Mouse PC1 has been shown to process prorenin to renin in GH4C1
cells.9 10 GH4C1 cells were cotransfected with
vectors
that express prorenin and mouse PC1. As summarized in Fig 1
,
when the
cells expressed PC1, the relative amount of renin secreted into the
cell culture medium by GH4C1 cells in the absence of secretagogues was
12% of total renin; this value increased to 16.5% of total renin with
secretagogue stimulation. By contrast, cotransfection of human
preprorenin and human preprocathepsin D expression vector did not
increase the basal or secretagogue-stimulated release of renin,
which was 6% of total renin in both cases.

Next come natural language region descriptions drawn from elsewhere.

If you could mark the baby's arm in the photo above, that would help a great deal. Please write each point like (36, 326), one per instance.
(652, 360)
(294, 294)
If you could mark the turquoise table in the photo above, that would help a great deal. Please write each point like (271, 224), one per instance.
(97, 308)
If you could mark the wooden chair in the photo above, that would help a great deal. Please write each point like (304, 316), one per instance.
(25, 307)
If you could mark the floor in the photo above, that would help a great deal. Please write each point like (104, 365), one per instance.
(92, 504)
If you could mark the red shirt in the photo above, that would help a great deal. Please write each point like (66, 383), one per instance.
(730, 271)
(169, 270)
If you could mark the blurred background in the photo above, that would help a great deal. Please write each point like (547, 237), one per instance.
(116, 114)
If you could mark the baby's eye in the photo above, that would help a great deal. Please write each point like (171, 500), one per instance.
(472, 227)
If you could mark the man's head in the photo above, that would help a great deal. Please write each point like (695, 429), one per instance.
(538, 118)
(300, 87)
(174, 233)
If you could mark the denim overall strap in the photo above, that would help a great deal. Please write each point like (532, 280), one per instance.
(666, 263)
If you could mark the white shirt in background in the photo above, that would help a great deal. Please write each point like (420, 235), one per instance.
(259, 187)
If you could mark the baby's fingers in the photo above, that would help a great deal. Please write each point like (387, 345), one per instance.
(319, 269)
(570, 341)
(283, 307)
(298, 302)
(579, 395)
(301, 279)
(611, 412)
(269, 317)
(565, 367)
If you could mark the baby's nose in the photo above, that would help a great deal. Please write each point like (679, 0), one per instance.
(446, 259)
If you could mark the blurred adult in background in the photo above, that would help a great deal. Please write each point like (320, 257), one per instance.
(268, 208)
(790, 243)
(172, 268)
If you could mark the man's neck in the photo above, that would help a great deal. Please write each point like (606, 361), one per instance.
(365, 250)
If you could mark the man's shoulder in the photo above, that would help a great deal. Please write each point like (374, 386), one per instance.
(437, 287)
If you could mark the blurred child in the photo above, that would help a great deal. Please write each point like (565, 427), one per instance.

Prorenin processing by GH4C1 cells was characterized further by PAGE.
Cells that had been transfected with the prorenin expression
vector or cotransfected with the human prorenin and human procathepsin
B or with the human prorenin and mouse PC1 expression vectors were
labeled with [35S]methionine. Culture media from cells
grown in the presence or absence of secretagogues were
immunoprecipitated with an antibody that recognizes both prorenin and
renin, and the products were analyzed by SDS-PAGE (Fig 2
).
Prorenin, identified as a protein of 47 kD, is
present in all lanes. Renin, identified as a protein of 43 kD, is
observed only in the media of cells that expressed either cathepsin B
or mouse PC1 (lanes 3 and 4 and 7 and 8, respectively). In the presence
of secretagogues, the quantity of the renin protein band is increased,
confirming the renin assay results.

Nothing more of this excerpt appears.